In my address to the session, I talked about what actions the UK were taking to improve food security. I mentioned the fact that while places in Africa and elsewhere had many extreme cases of hunger, foodbanks and hunger in the UK was on the increase with over 2.1 million food parcels (Trussell Trust) distributed to people between 2021-2022. Despite the UK’s food security strategy, published in June 2022, which is aimed at UK food security through “a combination of strong and consistent domestic production of food as well as a diversity of supply sources through trade”, hunger in the UK is still set to increase due to inflation and ever decreasing incomes.
The International Development Committee Report on Food Insecurity, July 2022, called on the UK government to tackle the immediate threats posed by the hunger crisis, by publishing a comprehensive strategy setting out its plan to address food insecurity generally, and trade should form a part of this. In addition, the report called on the government to increase humanitarian funding for food assistance programmes to reflect increase in global food and fuel costs and to meet need.

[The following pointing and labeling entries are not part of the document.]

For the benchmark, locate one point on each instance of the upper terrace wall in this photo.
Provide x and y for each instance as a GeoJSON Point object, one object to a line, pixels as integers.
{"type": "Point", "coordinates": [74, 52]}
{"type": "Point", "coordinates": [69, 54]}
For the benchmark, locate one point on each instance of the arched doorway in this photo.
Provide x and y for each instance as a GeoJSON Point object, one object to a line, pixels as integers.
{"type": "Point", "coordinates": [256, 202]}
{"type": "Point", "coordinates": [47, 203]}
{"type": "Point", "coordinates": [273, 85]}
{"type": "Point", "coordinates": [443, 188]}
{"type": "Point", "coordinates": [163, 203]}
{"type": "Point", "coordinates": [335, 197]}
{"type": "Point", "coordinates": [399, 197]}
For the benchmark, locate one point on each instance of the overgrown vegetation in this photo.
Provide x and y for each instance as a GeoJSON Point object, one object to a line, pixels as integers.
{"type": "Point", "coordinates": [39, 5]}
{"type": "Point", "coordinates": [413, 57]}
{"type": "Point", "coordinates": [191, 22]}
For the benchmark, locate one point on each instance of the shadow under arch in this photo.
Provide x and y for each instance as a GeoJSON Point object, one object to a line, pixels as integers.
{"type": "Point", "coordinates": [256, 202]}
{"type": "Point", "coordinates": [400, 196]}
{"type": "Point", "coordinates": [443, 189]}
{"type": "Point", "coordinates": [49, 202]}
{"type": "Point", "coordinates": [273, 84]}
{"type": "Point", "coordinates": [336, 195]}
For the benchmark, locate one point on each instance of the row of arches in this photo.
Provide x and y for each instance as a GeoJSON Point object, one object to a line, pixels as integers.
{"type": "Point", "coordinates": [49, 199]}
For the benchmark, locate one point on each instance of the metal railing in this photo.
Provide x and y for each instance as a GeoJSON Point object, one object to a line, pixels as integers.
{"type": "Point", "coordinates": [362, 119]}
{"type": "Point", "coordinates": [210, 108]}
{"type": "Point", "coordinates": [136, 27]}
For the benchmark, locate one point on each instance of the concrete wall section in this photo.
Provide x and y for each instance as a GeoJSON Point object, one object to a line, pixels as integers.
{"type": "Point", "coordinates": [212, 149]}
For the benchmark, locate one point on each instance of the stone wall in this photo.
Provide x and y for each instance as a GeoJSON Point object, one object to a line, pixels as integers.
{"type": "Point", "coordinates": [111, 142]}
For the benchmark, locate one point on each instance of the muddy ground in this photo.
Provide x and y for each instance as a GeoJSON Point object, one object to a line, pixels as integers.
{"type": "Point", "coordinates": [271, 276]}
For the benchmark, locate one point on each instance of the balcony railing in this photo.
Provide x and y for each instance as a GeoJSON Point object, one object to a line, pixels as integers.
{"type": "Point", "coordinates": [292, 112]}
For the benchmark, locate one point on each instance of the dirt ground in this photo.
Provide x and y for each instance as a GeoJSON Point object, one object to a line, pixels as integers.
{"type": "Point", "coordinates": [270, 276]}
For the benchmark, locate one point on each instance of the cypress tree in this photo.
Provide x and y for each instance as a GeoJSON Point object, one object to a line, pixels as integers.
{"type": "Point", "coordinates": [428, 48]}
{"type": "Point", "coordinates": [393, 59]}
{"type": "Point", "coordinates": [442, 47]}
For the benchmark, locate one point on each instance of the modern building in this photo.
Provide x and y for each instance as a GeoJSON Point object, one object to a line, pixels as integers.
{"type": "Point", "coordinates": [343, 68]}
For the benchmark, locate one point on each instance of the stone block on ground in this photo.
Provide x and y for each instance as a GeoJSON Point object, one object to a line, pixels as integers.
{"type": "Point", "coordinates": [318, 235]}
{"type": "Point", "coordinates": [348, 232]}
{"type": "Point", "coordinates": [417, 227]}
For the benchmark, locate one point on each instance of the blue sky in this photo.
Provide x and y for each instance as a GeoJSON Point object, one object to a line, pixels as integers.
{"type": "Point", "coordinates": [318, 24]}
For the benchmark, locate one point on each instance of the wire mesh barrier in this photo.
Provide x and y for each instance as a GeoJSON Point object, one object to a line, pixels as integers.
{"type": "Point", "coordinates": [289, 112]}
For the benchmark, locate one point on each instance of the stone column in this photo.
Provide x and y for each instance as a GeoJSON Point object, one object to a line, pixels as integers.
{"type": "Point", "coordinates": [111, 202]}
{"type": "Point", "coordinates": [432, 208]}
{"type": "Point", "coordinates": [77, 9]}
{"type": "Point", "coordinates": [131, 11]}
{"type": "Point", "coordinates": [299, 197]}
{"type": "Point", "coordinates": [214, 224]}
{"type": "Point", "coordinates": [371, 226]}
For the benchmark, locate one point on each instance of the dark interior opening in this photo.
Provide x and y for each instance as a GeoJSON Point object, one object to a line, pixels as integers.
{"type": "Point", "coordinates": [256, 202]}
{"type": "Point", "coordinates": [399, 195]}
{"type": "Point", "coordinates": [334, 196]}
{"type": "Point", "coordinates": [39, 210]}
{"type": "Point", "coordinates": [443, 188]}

At the same time as this session took place, my colleague Baroness Hooper, was attending several sessions around the theme of women in trade and business. Below is her account of those sessions.
Three working groups focussed on ways to encourage more women to participate in sustainable trade and related environmental challenges and highlighted practical steps to ensure that half the world’s population keeps up with the other half. Given that one third of the world’s SMEs are owned by women (WSMEs), it was concluded that there is nevertheless a need:- to have more disaggregated data on the subject; to improve the financial and technical abilities of women; to make the FinTech sector gender intelligent; for more gender equity in funding; to encourage more special all women Trade Missions and; to find ways to provide gender conditionality in Trade Agreements. It was also noted that women’s jobs were more susceptible to A.I. because they tend to be low skilled.
Both Baroness Hooper and I found the conference very stimulating and constructive in using trade to move towards a more sustainable, secure and prosperous world.